4.2.2 Identifying a Failure
4.2.2 Identifying a Failure
This section describes how to identify a failure. Use the troubleshooting flow described in "4.2.1 Determining the Causes of Failures" to determine the appropriate way of checking for a failure.
Checking the LED Indications
Check the LEDs on the operation panel, rear panel, and each component to identify the FRU requiring maintenance. Check the status of a FRU from its LED before starting maintenance work on the FRU.
- Operation panel LEDs
You can determine the status of the system by checking the LEDs on the operation panel. For details, see "2.3.1 Operation Panel LEDs." - Rear panel LED
You can determine the status of the system by checking the CHECK LED on the rear panel of the chassis, which duplicates the CHECK LED on the operation panel.
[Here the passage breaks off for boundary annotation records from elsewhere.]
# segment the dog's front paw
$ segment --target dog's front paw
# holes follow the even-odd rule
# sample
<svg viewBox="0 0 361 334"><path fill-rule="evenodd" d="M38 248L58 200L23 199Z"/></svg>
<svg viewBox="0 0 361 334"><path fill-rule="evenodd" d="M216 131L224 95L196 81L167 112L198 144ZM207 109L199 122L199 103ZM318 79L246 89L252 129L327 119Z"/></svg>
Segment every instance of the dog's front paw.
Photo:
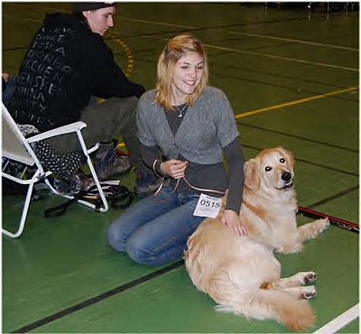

For details, see "2.3.2 LEDs on the Rear Panel (System Locator)." - LED of each FRU
If an error occurs in the hardware in the chassis, you can determine the location of the error by checking the LED of the FRU that incorporates the failed hardware. For details, see "2.3.3 LEDs on Each Component."
Note that some FRUs, such as memory, do not have mounted LEDs. To check the status of a FRU that does not have an LED, execute XSCF shell commands such as the showhardconf command from the maintenance terminal. For details, see "Checking the FRU Status" below.
Checking Error Messages
Display error messages to check the log information and obtain an error overview.
You can use either of the following two methods to check the error messages:
You can use either of the following two methods to check the error messages:
- Checking error log information using the XSCF shell
For details, see "12.1 Checking a Log Saved by the XSCF" in the Fujitsu SPARC M12 and Fujitsu M10/SPARC M10 System Operation and Administration Guide. - Checking messages with Oracle Solaris
For details, see "12.2 Checking Warning and Notification Messages" in the Fujitsu SPARC M12 and Fujitsu M10/SPARC M10 System Operation and Administration Guide.
Checking the FRU Status
Execute XSCF firmware commands to determine the system hardware configuration and the status of each FRU.
- showhardconf command
Execute the showhardconf command to check the information on the FRU list.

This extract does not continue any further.